# Updated analysis with helper functions

This notebook reworks the original exploratory analysis to use the reusable helpers for supplier name normalization and geolocation lookups. It demonstrates a lightweight pipeline on a small sample of shipments so the logic can be exercised without large datasets.

In [None]:
import pandas as pd

from utils_data_cleansing import load_rules
from utils_geoloc import get_geoloc, load_data
from utils_supplier_name import (
    guess_supplier_name,
    guess_supplier_name_from_priority,
    load_supplier_names,
)


## Load rule and reference data

The cleansing and geolocation helpers operate on YAML and CSV reference files stored in the repository. If PyYAML is not installed, `utils_geoloc.load_data` will fall back to a minimal parser while `utils_data_cleansing.load_rules` requires PyYAML. Warnings are captured for missing files so they can be surfaced downstream.


In [None]:
rules = load_rules("rules.yml")
known_suppliers = load_supplier_names("CONSIGNEE_NAME.csv")
geoloc_rules, geoloc_warnings = load_data("geoloc.yml")

print(f"Loaded {len(rules)} cleansing rules and {len(known_suppliers)} supplier names.")
print(f"Geolocation rules: {len(geoloc_rules)} entries; warnings: {geoloc_warnings}")


## Build a small shipment sample

The sample mixes clean and noisy supplier names along with imperfect location spellings. The priority-based helper shows how multiple raw columns can be evaluated without duplicating logic.


In [None]:
raw_shipments = pd.DataFrame(
    [
        {
            "tms_id": 1,
            "consignee_name": "Huebner GmbH",
            "fallback_name": "Hubner",
            "loading_city": "Amsterdam",
            "consignee_city": "Hannover",
        },
        {
            "tms_id": 2,
            "consignee_name": "DB",
            "fallback_name": "Deutsche Bahn AG",
            "loading_city": "Paris",
            "consignee_city": "Berlin",
        },
        {
            "tms_id": 3,
            "consignee_name": "   ALSTOM  transport  ",
            "fallback_name": "Alstom",
            "loading_city": "Lisboa",
            "consignee_city": "Madrid",
        },
        {
            "tms_id": 4,
            "consignee_name": None,
            "fallback_name": "Knorr-Bremse",
            "loading_city": "Munich",
            "consignee_city": "Vienna",
        },
    ]
)
raw_shipments


## Normalize supplier names

`guess_supplier_name_from_priority` is used to evaluate the preferred and fallback supplier name columns.
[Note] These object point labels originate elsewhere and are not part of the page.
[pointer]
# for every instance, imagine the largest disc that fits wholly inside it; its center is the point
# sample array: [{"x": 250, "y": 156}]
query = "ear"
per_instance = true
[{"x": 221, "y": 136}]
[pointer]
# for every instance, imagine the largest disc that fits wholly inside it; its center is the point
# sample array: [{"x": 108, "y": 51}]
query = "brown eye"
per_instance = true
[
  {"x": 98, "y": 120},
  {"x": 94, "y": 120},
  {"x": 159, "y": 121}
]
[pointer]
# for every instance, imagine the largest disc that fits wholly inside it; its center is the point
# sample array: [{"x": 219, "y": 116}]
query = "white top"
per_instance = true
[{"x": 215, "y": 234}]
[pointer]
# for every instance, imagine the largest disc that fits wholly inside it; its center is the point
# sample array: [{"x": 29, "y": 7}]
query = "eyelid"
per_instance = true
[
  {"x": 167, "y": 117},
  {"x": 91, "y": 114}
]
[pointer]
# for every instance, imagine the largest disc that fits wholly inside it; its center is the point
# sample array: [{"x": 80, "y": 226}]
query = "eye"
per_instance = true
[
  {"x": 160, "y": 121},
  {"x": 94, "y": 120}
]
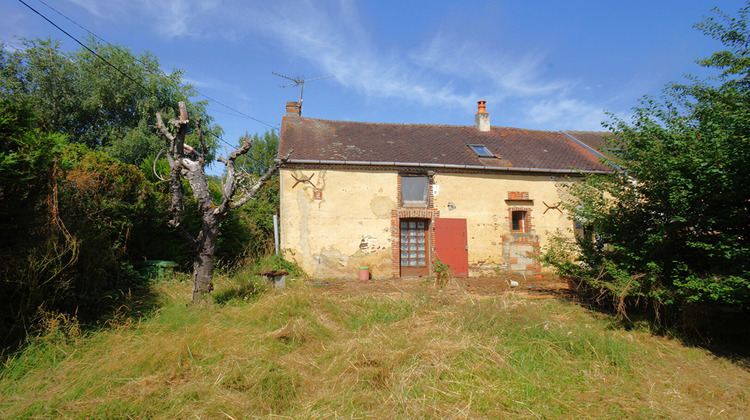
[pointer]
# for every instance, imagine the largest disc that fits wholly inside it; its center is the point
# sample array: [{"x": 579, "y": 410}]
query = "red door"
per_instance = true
[{"x": 450, "y": 245}]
The function leverages `utils_data_cleansing.apply_rule` under the hood when rules are provided.


In [None]:
raw_shipments["normalized_consignee"] = raw_shipments.apply(
    lambda row: guess_supplier_name_from_priority(
        [row["consignee_name"], row["fallback_name"]],
        known_suppliers,
        rules=rules,
        min_score=0.65,
    ),
    axis=1,
)
raw_shipments[["tms_id", "consignee_name", "fallback_name", "normalized_consignee"]]


## Geolocate shipment endpoints

The geolocation helper returns coordinates for normalized place names. A default of `[0.0, 0.0]` is used when a city is missing from `geoloc.yml`, and warnings from the loader can be logged or inspected separately.


In [None]:
raw_shipments["pickup_coords"] = raw_shipments["loading_city"].apply(
    lambda name: get_geoloc(name, geoloc_rules, default_return=[0.0, 0.0])
)
raw_shipments["delivery_coords"] = raw_shipments["consignee_city"].apply(
    lambda name: get_geoloc(name, geoloc_rules, default_return=[0.0, 0.0])
)

# Split the coordinate pairs into separate columns for easier analysis
raw_shipments[["pickup_lat", "pickup_lon"]] = pd.DataFrame(
    raw_shipments["pickup_coords"].tolist(), index=raw_shipments.index
)
raw_shipments[["delivery_lat", "delivery_lon"]] = pd.DataFrame(
    raw_shipments["delivery_coords"].tolist(), index=raw_shipments.index
)

raw_shipments[
    [
        "tms_id",
        "loading_city",
        "pickup_lat",
        "pickup_lon",
        "consignee_city",
        "delivery_lat",
        "delivery_lon",
    ]
)


## Next steps

This scaffolded pipeline can be expanded to include distance calculations, clustering, and cost analytics from the original analysis by reusing the normalized names and coordinates produced above.